No vaticínio de Eliane Brum, jornalista, escritora e documentarista, a eleição de Jair Bolsonaro, um populista de extrema direita, liberou algo no país: um ressentimento contido há muito por muitos. Todo tipo de recalque emergiu dos “esgotos do inconsciente” e hoje desfila euforicamente pelas ruas, escolas, universidades, repartições públicas, almoços e jantares de família, etc., etc.

Brum sacramenta: “Depois da eleição de Bolsonaro, os demônios interiores saíram para passear”.

Da mitologia para a nossa realidade, o demônio Ardad faz brasileiros(as) se perderem; Agares usa de linguagem chula para destruir dignidades alheias; Astaroth aposta na destruição social; Ose age com insanidade; Pruflas dissemina discórdia, brigas e falsidade, traidor inconfessável de famílias e amigos; Belzebu agita como demônio da gula da alma pela alma; Asmodeus investe com arrogância no caos para humilhar pobres e armar incautos; Verrine é o demônio imprudente e imbecil sem controle da língua; Aka Manah é aquele que é capaz de gerar pensamentos ruins nas nossas mentes, impedindo-nos de praticar bons atos; e, por último, o líder Lúcifer, agindo para tudo o que há de malefício para que a sociedade brasileira encaminhe-se ao confronto de classes... Dez “demônios” que nos infernizam!

Poucos não assumem, mas “Demônio Interior” de cada um é tudo aquilo que nos divide (“dia-bolum”), que alimenta o egocentrismo e que rompe qualquer comunhão com os outros. Hoje, entre nós, força que permanecia oculta, mas que agora ativamente investe para nos conduzir para aonde não queremos ir.

“Em algum momento, no inicio da constituição da comunidade humana, tivemos que fazer um Pacto Civilizatório. Como bem disse Freud, tivemos que recalcar nossos impulsos mais primitivos, perversos e egoístas em nome da convivência coletiva. Então, desde o início, mesmo com todos os equívocos que invariavelmente cometemos na nossa frágil condição humana, temos optado pelo amor, pelos laços que nos unem numa coletividade.

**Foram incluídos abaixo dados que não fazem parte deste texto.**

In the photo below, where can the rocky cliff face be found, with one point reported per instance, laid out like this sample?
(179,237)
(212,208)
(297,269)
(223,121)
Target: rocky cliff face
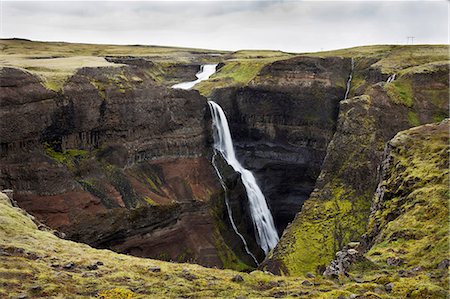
(338,209)
(114,160)
(282,123)
(118,160)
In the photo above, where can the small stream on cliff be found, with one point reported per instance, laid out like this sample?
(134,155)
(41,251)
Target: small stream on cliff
(349,81)
(205,72)
(265,231)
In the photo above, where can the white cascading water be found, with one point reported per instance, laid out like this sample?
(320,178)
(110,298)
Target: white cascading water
(205,72)
(266,234)
(349,81)
(230,212)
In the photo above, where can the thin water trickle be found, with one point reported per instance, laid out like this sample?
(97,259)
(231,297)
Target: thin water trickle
(266,233)
(349,81)
(205,72)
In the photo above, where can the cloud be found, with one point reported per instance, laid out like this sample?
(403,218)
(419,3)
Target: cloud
(296,26)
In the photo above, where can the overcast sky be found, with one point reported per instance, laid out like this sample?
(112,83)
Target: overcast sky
(295,26)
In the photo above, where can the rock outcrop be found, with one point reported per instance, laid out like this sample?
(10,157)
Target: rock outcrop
(115,160)
(338,209)
(282,123)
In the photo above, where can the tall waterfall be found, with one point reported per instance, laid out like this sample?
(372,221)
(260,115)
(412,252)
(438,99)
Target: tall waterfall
(266,234)
(349,81)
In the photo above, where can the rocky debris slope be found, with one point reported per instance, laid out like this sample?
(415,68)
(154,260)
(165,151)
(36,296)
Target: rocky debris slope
(406,247)
(338,209)
(36,263)
(282,122)
(114,160)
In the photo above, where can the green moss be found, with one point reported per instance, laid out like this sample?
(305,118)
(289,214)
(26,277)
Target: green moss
(400,91)
(69,158)
(413,119)
(150,201)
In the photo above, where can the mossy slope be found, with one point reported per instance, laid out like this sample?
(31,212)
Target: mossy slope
(36,263)
(338,209)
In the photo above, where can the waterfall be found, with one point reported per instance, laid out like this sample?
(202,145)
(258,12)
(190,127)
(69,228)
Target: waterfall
(349,81)
(266,234)
(205,72)
(230,212)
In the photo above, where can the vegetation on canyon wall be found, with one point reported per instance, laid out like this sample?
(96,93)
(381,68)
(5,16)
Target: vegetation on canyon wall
(405,227)
(338,210)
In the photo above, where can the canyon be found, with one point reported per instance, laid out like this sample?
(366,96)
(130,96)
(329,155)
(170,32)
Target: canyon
(114,157)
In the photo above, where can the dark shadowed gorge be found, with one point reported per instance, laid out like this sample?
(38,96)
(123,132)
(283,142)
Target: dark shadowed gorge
(110,155)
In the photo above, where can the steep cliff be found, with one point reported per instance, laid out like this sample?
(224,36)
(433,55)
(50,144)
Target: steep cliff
(282,122)
(337,210)
(114,160)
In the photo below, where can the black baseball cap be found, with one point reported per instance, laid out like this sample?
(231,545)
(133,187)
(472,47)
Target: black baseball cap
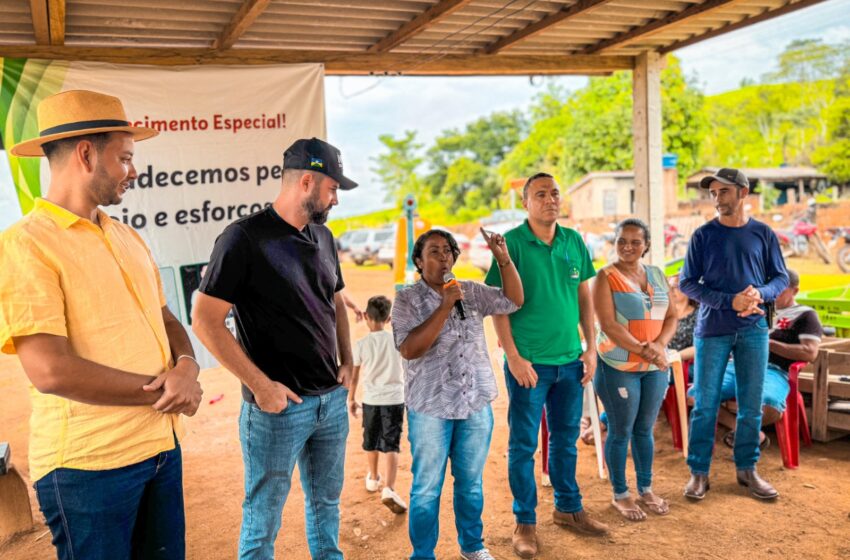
(317,155)
(727,176)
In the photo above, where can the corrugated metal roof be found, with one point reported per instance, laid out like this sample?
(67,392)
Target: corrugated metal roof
(361,36)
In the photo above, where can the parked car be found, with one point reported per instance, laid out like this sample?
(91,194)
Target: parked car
(366,243)
(386,252)
(343,242)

Apesar de não sabermos até quando, é assim que nossa espécie tem sobrevivido até então” (Rita Almeida, psicologa/ psicanalista da Rede de Saúde Mental do SUS, conselheira CRP/MG, mestre e doutora em Educação pela UFJF).

Da proposta para armar o Brasil tem-se a impressão de que temos, no momento, uma “legião de demônios”. De todos os matizes e inclinações políticas, ideológicas, filosóficas, sociológicas, psicológicas, econômicas,... De nuances e de tons incompreensíveis, inconfessáveis,... O que fará um cidadão de bem autorizado a adquirir armas e podendo comprar até cinco mil munições por ano? Um verdadeiro arsenal! Honestamente, não será para defesa pessoal e nem para a proteção da família e do lar. A intenção será outra, inquestionavelmente!

Nem a posse e nem o porte de armas vão resolver nosso cruciante problema. Nem tampouco minimizar ou controlar a criminalidade e a violência. Inclusive para enfrentar bandido. Nem amedrontar este, o que é ainda mais preocupante. Uma “chuva” de armas e munições sobre uma população não nos tornará um povo protegido, a salvo do crime.

O sentimento para armar, indubitavelmente, ameaça nosso Pacto Civilizatório. É muito séria a questão! Porque o que se pretende não é a civilidade, mas, sim, a agressividade. A civilidade característica do pacto de não-agressão que não concilia com armas. Armar, além de intranquilizar familiares no recinto do lar, denuncia a falência do sistema público de Segurança, degenerando a proteção social. Projeta, enfim, intencionalmente ou não, incidentes, acidentes e conflitos degradantes, incontroláveis e trágicos para um futuro impensado e indesejado.

Não sei em que proporção haverá uma reação da sociedade brasileira. Qual o limite. Que haverá, haverá! Que será, será! Espero que não seja tarde demais, para que possamos refletir e não permitir que seja institucionalizado oficialmente o convívio com grupos armados, pervertidos depravados e imbecilizados como “Carrascos Voluntários”, com a matança não só de pessoas do bem e do mal, mas, também, de “anjos” por “demônios”.